An indescribable number is, therefore, a number for which there is no possible program which will ever generate the number in any form.
How can we show that the vast majority of numbers are not describable? It’s easy. In a branch of theoretical computer science called recursive function theory, we talk about program numberings. Basically, for any computing device, we can assign numbers to its programs. Every program is just a number.
This isn’t just an abstraction – it’s realy. Take a program – any program, written in any language. It’s a series of characters that can be written into a file. Each character is represented by a group of 8 bits. Take that set of numbers, and line their bits up, one after another. The result is a huge positive binary number. Taken this way, every sequence of characters is represented by exactly one unique natural number – and every number represents exactly one sequence of characters. Thus, every program that can be represented in a file – which is every possible computer program, valid or invalid – is represented by exactly one natural number.
Using this system, the set of all possible computer programs is a subset of the set of natural numbers. That means that the set of all possible computer programs is, at most, countably infinite.
The set (or more properly class) of all real numbers is not countably infinite. It’s much, much larger than that. That means that most real numbers cannot be described by any computable algorithm. They’re indescribable. There’s no process you can use to uniquely specify them: if there was, there’d be a computer program describing that process – but there can’t be any program for most numbers.

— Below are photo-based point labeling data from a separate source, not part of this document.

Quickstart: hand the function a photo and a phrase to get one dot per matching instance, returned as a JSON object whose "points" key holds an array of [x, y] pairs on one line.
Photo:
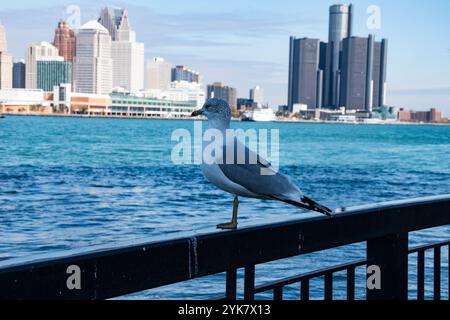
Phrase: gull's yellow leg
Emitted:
{"points": [[233, 224]]}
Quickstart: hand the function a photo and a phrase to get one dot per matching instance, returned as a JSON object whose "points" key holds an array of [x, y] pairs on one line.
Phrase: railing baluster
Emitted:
{"points": [[231, 284], [328, 287], [390, 254], [249, 283], [351, 284], [421, 275], [278, 293], [437, 273], [304, 293]]}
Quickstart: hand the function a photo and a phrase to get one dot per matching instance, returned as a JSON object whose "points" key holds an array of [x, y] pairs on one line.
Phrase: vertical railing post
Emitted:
{"points": [[437, 274], [231, 284], [390, 254], [249, 283]]}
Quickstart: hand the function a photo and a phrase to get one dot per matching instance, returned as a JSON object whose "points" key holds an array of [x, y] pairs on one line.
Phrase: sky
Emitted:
{"points": [[245, 43]]}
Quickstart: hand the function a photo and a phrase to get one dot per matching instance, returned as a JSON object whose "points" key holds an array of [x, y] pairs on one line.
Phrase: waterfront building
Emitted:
{"points": [[126, 53], [179, 91], [37, 51], [128, 105], [6, 61], [93, 62], [433, 115], [340, 27], [185, 91], [363, 73], [19, 74], [23, 101], [246, 104], [61, 100], [257, 95], [220, 91], [158, 74], [52, 72], [306, 57], [112, 18], [182, 73], [65, 41]]}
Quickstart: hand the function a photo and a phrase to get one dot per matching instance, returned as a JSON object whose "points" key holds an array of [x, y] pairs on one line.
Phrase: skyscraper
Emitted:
{"points": [[65, 41], [305, 76], [182, 73], [111, 18], [6, 61], [219, 91], [53, 72], [363, 73], [127, 54], [340, 27], [257, 95], [37, 51], [159, 74], [380, 73], [19, 74], [93, 62]]}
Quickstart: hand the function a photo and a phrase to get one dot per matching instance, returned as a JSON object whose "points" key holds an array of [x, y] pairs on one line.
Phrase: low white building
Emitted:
{"points": [[180, 91]]}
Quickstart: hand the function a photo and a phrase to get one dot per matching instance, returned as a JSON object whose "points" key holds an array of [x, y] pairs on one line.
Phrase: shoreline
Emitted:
{"points": [[285, 120]]}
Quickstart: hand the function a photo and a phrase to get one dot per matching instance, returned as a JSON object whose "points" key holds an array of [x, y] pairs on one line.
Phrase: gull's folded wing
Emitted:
{"points": [[259, 177]]}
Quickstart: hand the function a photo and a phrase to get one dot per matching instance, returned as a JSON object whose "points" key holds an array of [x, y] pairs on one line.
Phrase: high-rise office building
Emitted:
{"points": [[158, 74], [65, 41], [220, 91], [35, 52], [340, 27], [19, 74], [257, 95], [127, 54], [305, 74], [6, 61], [380, 73], [112, 18], [53, 72], [182, 73], [363, 72], [93, 62]]}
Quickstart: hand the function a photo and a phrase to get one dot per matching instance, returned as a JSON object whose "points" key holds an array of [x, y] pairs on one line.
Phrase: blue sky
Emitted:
{"points": [[245, 42]]}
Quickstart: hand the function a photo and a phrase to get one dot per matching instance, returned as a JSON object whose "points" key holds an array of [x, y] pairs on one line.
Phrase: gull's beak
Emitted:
{"points": [[197, 113]]}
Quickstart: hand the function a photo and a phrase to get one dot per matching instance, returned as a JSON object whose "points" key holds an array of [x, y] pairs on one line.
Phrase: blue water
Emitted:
{"points": [[69, 183]]}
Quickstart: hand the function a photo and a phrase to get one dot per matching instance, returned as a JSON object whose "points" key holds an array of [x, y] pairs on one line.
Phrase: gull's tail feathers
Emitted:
{"points": [[309, 204]]}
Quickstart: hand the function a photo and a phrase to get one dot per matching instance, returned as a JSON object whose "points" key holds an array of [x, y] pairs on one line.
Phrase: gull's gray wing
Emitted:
{"points": [[250, 174]]}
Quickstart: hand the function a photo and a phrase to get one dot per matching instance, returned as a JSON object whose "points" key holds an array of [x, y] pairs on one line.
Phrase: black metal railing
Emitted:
{"points": [[112, 272]]}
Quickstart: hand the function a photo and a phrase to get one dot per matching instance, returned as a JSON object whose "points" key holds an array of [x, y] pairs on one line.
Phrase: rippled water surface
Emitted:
{"points": [[68, 183]]}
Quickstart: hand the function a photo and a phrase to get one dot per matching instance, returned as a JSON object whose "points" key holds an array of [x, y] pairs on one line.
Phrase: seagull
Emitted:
{"points": [[246, 180]]}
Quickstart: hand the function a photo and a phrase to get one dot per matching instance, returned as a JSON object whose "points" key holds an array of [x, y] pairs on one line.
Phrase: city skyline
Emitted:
{"points": [[417, 79]]}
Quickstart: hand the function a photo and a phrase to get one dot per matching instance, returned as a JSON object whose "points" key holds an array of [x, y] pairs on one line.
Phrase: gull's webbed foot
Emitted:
{"points": [[227, 226], [233, 224]]}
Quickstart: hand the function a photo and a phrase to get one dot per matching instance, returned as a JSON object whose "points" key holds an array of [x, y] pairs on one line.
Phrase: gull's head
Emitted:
{"points": [[215, 110]]}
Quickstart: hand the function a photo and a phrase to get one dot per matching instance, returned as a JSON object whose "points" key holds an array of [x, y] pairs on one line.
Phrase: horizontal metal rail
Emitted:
{"points": [[114, 271], [277, 286]]}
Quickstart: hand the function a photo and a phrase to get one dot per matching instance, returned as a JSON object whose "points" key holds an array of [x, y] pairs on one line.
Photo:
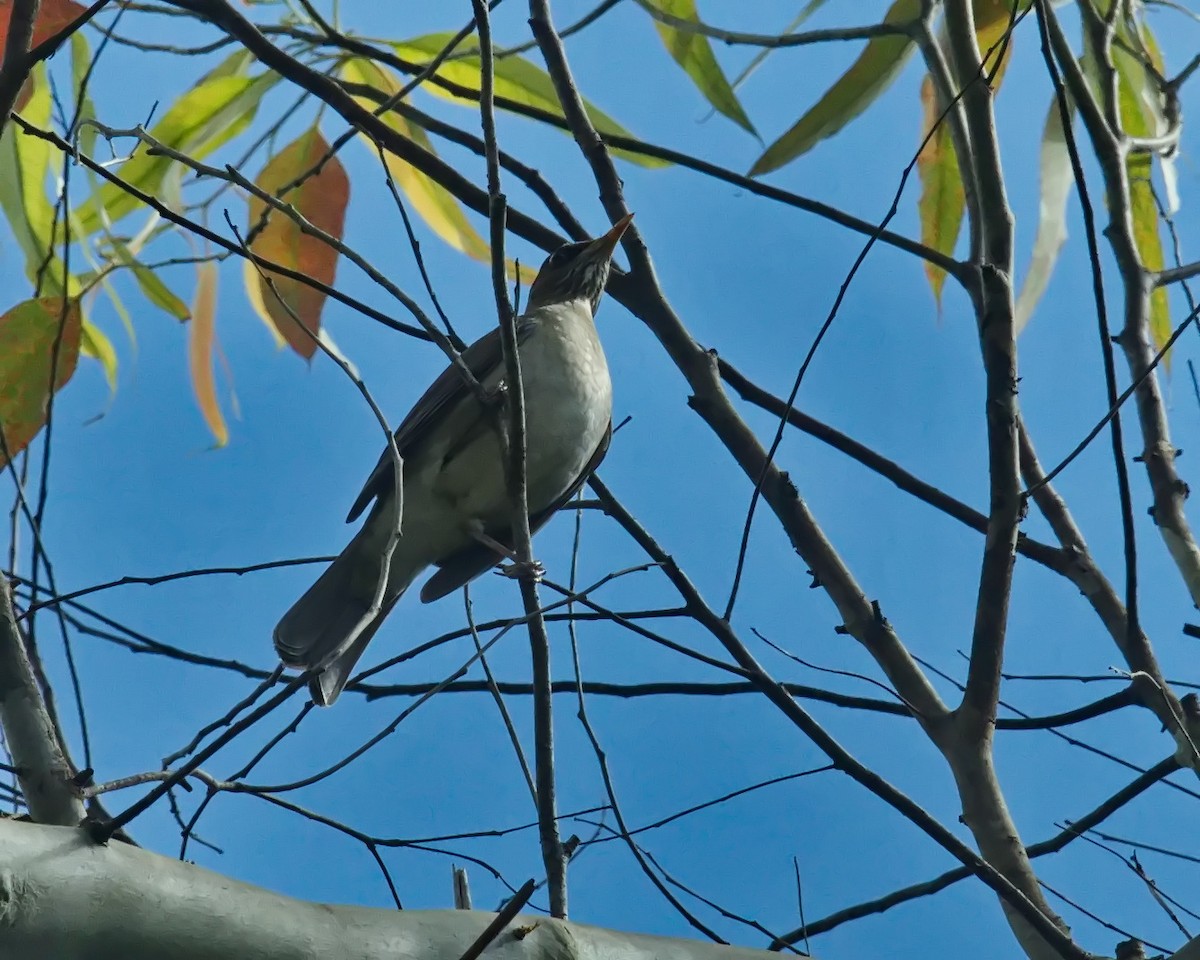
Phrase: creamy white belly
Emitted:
{"points": [[568, 409]]}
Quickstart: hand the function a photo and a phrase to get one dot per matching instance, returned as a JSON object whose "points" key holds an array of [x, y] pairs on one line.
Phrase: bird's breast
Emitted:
{"points": [[568, 399]]}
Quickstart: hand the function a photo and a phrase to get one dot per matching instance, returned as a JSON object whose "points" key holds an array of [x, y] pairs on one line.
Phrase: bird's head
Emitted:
{"points": [[577, 271]]}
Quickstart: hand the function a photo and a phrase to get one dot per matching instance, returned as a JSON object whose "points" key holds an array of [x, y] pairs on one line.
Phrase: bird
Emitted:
{"points": [[456, 513]]}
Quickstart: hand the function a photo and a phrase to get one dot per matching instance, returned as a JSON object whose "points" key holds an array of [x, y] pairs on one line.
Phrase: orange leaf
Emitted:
{"points": [[201, 346], [53, 16], [322, 201], [34, 335]]}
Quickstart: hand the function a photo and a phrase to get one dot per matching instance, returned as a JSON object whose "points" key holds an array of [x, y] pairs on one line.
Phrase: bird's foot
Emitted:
{"points": [[531, 570]]}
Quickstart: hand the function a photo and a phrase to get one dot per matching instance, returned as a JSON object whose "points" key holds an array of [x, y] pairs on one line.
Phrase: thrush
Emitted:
{"points": [[456, 513]]}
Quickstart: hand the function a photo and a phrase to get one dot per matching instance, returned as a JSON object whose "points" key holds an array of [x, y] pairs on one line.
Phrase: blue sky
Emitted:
{"points": [[139, 492]]}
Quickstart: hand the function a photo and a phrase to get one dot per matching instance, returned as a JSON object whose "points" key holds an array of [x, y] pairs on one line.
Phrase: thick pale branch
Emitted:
{"points": [[42, 769], [129, 903]]}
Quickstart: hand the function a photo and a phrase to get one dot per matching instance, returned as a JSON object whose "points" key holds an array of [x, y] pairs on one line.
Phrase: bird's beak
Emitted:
{"points": [[604, 246]]}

If we could write infinitely long computer programs, then the undescribable numbers would be describable – but their descriptions would, obviously, be infinitely long. Most numbers cannot be described in a finite amount of space. We can’t compute with them, we can’t describe them, we can’t identify them. We know that they’re there; we can prove that they’re there. All sorts of things that we count on as properties of real numbers wouldn’t work if the indescribable numbers weren’t there. But they’re totally inaccessible.
ADDENDUM: I screwed up.
I’m a computer science guy, and I love the theory of computability. I let that take over, without thinking enough about it, and managed to make a huge mistake here!
What I described above as describable numbers isn’t right. It’s the set of computable numbers. The set of computable numbers is a strict subset of the set of describable numbers. As several commenters pointed out, there are many numbers that are describable but not computable.
The describable numbers are all numbers for which there is any possible finite description that uniquely identifies the number. The countability argument still works: you can still enumerate all possible finite-length strings that could be descriptions, and define a one-to-one correspondence between strings that could be descriptions and natural numbers. The set of describable numbers is, thus, still countable, and the set of undescribables is not, which implies that the set of undescribables is far, far larger that the describables.
But my original explanation was stupidly wrong. I apologize for the error. I’m not editing the text of the original post, except to put a pointer to this addendum: in a case like this, I think editing it would be dishonest, a way of covering up my serious error.